= Udo of Aachen =

Fictional monk from a 1999 hoax

Udo of Aachen (c.1200–1270) is a fictional monk, a creation of British technical writer Ray Girvan, who introduced him in an April Fool's hoax article in 1999. According to the article, Udo was an illustrator and theologian who discovered the Mandelbrot set some 700 years before Benoit Mandelbrot.

Udo's works were allegedly discovered by the also-fictional Bob Schipke, a Harvard mathematician, who supposedly saw a picture of the Mandelbrot set in an illumination for a 13th-century carol. Girvan also attributed Udo as a mystic and poet whose poetry was set to music by Carl Orff with the haunting O Fortuna in Carmina Burana. Later Schipke uncovered Udo's work which described how Udo had come to this kind of design while working on a method of determining whether one's soul would reach heaven.

==Aspects of the hoax==

The poetry of O Fortuna was actually the work of itinerant goliards, found in the German Benedictine monastery of Benediktbeuern Abbey.

The hoax was lent an air of credibility because often medieval monks did discover scientific and mathematical theories, only to have them hidden or shelved due to persecution or simply ignored because publication prior to the invention of the printing press was difficult at best.

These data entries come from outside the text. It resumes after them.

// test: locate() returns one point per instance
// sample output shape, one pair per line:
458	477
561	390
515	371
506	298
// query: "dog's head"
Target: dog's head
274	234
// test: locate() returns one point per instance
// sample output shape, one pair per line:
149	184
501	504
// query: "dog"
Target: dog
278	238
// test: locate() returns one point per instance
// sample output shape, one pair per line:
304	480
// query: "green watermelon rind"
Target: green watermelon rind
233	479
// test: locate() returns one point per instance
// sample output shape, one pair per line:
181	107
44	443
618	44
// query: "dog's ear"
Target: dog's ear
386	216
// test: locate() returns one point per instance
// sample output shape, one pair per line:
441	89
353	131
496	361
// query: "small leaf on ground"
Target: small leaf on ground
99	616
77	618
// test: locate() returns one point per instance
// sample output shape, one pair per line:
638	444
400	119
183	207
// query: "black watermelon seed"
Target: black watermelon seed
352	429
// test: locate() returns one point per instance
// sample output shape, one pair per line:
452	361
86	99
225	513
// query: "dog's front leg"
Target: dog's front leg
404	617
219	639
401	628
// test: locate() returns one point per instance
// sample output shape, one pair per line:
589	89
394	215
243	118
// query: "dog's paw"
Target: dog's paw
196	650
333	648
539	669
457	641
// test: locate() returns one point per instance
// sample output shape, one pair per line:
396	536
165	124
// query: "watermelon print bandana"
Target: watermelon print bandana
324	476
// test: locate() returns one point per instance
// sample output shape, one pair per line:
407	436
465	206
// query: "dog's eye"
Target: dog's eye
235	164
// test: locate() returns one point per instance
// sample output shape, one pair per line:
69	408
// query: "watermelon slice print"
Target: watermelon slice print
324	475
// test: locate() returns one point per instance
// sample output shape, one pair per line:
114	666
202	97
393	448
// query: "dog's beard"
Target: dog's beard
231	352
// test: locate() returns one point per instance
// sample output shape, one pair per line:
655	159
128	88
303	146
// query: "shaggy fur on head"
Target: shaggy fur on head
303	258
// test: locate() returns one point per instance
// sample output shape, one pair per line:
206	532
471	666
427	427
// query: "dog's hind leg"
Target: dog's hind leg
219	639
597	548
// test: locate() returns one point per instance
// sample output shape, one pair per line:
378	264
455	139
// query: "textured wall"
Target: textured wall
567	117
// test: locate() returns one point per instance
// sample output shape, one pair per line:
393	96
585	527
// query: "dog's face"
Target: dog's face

Mr. Girvan adds to this suggestion by associating Udo with several other more legitimate discoveries where an author was considered ahead of his time in terms of a scientific theory of some sort that is now established as a mainstream theory but was considered fringe science at the time.

Another aspect of the deception was that it was very common for pre-20th century mathematicians to spend incredible amounts of time on hand calculations such as a logarithm table or trigonometric functions. Calculating all of the points for a Mandelbrot set is a comparable activity that would seem tedious today but would be routine for people of the time.